Le dispositif investit les comptables publics d’une nouvelle mission dérogatoire par rapport aux contrôles normalement mis à leur charge en vertu des articles 19 et 20 du décret n°2012-1246 du 7 novembre 2012 relatif à la gestion budgétaire et comptable publique (GBCP). Comme l’a rappelé récemment le Conseil d’État dans une affaire relative à un versement de primes, « si ce contrôle peut conduire les comptables à porter une appréciation juridique sur les actes administratifs à l’origine de la créance et s’il leur appartient alors d’en donner une interprétation conforme à la réglementation en vigueur, ils n’ont pas le pouvoir de se faire juges de leur légalité »[21]. Or il leur est désormais demandé de procéder à un contrôle de légalité interne en appréciant si les dépenses qui leur sont présentées au paiement ne dépassent pas les plafonds réglementaires.
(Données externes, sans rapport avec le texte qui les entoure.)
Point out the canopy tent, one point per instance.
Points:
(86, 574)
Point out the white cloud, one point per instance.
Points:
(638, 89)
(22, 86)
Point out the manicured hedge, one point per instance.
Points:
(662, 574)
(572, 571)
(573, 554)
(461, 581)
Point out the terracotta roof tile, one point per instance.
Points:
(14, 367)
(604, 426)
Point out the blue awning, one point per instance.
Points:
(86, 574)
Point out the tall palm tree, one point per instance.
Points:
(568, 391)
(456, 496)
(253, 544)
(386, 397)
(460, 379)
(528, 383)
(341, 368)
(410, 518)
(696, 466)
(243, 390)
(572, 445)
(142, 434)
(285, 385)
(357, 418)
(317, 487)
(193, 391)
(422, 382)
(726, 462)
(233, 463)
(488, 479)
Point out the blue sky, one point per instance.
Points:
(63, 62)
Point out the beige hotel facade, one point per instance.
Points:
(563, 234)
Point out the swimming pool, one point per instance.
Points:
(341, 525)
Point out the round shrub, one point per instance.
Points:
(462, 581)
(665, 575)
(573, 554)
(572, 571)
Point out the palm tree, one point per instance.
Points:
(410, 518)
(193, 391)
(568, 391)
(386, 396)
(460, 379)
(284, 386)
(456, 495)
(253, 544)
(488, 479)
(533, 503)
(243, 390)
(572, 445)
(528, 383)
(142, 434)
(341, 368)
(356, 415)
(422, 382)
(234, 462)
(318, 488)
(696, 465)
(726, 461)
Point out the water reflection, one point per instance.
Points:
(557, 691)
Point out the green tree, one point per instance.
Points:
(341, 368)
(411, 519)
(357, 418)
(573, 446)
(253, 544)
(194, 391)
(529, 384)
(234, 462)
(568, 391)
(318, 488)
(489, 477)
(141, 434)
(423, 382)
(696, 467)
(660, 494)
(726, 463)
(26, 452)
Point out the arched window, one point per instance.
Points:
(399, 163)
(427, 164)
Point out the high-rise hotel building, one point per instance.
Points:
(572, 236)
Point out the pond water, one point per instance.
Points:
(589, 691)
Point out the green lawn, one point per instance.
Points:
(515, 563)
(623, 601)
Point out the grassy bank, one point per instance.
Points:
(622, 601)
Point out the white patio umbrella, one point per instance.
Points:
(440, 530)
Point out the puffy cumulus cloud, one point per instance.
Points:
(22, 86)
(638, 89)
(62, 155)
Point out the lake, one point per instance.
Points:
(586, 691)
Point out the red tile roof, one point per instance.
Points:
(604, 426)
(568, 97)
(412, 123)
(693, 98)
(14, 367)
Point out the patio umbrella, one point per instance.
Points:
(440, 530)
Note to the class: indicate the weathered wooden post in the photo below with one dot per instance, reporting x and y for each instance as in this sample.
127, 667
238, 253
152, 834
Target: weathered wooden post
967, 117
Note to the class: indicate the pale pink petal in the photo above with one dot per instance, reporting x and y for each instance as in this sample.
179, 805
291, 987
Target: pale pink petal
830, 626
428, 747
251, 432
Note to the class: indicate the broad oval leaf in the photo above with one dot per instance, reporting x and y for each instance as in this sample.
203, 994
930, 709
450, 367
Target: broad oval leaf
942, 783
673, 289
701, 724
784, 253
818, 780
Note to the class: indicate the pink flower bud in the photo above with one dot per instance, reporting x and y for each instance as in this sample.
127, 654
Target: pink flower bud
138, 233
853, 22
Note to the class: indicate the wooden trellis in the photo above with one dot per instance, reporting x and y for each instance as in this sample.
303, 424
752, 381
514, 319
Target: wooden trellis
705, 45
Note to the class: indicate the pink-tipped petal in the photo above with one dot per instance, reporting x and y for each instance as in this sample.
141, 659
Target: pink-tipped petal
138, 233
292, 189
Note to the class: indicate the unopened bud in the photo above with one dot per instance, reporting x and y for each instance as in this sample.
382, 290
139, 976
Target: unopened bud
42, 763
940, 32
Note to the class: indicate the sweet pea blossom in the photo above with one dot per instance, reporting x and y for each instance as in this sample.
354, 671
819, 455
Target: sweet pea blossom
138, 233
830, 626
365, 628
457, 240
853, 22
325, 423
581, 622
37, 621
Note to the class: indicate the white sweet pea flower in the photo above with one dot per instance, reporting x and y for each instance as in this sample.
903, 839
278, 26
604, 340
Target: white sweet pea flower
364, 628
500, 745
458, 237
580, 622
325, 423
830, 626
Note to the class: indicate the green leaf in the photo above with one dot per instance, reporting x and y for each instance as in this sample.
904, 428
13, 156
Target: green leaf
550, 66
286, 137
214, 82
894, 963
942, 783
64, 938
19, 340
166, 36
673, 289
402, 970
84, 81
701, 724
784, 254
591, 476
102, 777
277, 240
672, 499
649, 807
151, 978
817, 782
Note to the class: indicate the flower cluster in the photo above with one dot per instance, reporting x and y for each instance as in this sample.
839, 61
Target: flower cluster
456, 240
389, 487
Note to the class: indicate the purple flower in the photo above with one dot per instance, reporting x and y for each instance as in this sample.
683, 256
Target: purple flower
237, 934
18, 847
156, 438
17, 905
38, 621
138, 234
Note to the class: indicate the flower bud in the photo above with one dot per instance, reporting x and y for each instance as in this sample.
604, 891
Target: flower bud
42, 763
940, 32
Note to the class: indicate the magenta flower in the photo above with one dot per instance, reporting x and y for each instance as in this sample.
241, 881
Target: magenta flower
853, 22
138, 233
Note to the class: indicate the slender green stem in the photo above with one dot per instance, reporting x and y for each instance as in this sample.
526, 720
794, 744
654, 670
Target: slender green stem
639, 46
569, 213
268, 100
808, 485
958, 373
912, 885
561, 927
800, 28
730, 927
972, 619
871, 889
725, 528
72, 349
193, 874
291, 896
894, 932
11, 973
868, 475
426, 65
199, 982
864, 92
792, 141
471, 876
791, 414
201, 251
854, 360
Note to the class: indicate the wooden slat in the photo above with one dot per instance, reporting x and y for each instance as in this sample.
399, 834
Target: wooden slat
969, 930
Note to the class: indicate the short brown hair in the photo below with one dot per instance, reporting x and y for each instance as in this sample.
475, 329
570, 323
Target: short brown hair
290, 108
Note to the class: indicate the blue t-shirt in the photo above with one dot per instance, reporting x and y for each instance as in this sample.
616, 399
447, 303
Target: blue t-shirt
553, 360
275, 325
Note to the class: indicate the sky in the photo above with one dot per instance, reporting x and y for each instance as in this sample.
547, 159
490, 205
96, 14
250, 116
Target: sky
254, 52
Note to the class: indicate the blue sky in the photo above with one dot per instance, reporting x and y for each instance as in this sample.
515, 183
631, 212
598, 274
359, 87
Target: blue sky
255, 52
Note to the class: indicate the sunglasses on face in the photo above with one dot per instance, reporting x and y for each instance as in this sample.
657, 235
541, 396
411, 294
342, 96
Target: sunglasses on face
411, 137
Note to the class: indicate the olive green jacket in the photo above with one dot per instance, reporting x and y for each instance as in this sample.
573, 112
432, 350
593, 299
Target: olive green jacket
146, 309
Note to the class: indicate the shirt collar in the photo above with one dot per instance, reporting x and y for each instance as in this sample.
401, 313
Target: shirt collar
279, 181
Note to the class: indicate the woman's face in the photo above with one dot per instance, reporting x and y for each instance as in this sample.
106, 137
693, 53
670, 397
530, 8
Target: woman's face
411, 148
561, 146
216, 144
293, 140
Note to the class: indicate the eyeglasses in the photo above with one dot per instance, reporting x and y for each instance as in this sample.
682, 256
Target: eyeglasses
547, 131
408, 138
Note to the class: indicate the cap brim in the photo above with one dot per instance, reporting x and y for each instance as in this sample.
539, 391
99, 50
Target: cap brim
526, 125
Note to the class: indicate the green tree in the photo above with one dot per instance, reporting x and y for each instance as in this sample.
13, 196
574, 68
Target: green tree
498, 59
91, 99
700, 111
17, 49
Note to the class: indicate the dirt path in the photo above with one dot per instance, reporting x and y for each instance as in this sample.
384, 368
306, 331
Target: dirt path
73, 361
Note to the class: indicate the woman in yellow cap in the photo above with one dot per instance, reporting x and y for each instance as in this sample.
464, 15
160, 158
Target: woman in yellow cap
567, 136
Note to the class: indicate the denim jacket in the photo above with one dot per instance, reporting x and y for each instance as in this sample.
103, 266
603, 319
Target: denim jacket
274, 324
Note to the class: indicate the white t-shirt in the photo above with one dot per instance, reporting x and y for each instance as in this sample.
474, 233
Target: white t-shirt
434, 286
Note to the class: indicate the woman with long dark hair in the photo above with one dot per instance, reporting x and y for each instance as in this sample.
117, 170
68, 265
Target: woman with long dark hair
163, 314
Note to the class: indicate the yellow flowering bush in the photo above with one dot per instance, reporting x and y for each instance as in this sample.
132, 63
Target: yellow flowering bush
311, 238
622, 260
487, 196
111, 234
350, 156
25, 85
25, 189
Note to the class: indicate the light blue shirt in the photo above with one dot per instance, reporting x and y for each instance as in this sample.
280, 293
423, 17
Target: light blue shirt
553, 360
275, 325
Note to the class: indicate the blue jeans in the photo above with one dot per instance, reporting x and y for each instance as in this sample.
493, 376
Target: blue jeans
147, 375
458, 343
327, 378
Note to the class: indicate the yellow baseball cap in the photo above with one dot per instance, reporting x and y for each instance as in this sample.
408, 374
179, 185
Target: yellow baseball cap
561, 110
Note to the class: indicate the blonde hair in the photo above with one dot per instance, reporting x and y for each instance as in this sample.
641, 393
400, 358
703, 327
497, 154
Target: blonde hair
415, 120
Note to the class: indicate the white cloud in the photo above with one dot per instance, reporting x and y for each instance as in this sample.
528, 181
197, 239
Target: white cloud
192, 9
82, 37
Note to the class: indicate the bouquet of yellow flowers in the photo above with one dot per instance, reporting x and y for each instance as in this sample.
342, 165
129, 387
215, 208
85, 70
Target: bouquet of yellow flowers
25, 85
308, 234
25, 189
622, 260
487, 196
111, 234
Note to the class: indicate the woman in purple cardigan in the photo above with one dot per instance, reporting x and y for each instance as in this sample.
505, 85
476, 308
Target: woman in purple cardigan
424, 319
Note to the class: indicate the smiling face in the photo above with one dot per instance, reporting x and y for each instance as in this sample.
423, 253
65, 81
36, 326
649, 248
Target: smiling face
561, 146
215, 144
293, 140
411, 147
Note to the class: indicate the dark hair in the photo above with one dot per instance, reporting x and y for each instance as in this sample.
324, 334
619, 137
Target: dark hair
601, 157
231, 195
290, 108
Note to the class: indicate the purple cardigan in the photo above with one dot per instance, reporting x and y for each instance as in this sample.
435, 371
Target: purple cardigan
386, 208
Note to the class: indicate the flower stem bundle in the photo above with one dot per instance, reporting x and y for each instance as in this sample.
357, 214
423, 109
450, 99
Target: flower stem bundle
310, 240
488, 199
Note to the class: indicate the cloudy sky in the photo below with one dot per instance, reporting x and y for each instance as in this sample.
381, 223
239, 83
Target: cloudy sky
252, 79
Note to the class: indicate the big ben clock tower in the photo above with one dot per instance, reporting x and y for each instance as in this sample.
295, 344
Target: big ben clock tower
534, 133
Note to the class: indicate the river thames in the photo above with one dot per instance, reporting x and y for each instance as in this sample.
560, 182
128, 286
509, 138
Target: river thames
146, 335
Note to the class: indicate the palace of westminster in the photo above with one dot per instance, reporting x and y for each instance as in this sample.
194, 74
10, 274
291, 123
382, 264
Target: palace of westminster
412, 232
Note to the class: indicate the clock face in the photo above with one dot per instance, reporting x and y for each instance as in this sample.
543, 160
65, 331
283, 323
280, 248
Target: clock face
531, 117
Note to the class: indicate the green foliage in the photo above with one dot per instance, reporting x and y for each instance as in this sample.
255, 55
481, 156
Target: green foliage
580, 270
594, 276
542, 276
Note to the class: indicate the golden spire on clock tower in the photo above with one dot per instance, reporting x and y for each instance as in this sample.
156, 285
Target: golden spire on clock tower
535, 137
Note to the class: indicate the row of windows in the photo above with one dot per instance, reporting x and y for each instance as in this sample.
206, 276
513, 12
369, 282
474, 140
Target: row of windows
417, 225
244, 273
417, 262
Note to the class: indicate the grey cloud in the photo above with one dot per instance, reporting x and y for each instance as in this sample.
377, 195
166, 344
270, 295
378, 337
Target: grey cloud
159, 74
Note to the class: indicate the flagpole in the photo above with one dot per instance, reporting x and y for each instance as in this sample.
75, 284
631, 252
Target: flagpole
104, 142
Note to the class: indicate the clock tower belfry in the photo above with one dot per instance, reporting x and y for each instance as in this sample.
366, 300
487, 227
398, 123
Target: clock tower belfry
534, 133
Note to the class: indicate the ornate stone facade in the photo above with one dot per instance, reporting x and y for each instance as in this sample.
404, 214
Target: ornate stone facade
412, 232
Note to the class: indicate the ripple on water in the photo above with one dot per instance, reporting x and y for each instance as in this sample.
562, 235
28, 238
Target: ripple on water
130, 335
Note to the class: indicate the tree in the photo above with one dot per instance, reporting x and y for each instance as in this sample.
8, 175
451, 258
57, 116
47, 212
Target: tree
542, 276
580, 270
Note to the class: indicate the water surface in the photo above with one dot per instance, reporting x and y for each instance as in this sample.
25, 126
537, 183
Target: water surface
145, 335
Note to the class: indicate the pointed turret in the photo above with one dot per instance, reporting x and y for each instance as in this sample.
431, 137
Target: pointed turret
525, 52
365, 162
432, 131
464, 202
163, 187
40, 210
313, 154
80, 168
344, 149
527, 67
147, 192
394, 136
Le support de présentation établi par les administrations centrales à leur intention le précise de manière catégorique : « ce contrôle de légalité interne ne correspond pas à un contrôle réglementaire prévu au GBCP »[22], ce qui signifie notamment que le contrôle hiérarchisé de la dépense n’est pas applicable en ce domaine.
Dans l’hypothèse où le comptable relève une irrégularité, autrement dit un dépassement du montant de rémunération maximal autorisé, il a l’obligation de procéder au rejet du paiement de celle-ci. Dans ce cas, il en informe le directeur de l’EPS qui doit, en principe, procéder à la régularisation nécessaire. L’article L.6146-4 prévoit également une information du directeur général de l’agence régionale de santé (ARS) par le comptable. Bien que ces éléments ne figurent pas dans le texte, les consignes données à ces derniers indiquent que cette information n’intervient que si le directeur n’a pas régularisé la situation, comme il a été invité à le faire, à l’issue d’un délai d’un mois[23]. Une fois saisi, le directeur général de l’ARS est tenu de déférer les actes litigieux au tribunal administratif compétent.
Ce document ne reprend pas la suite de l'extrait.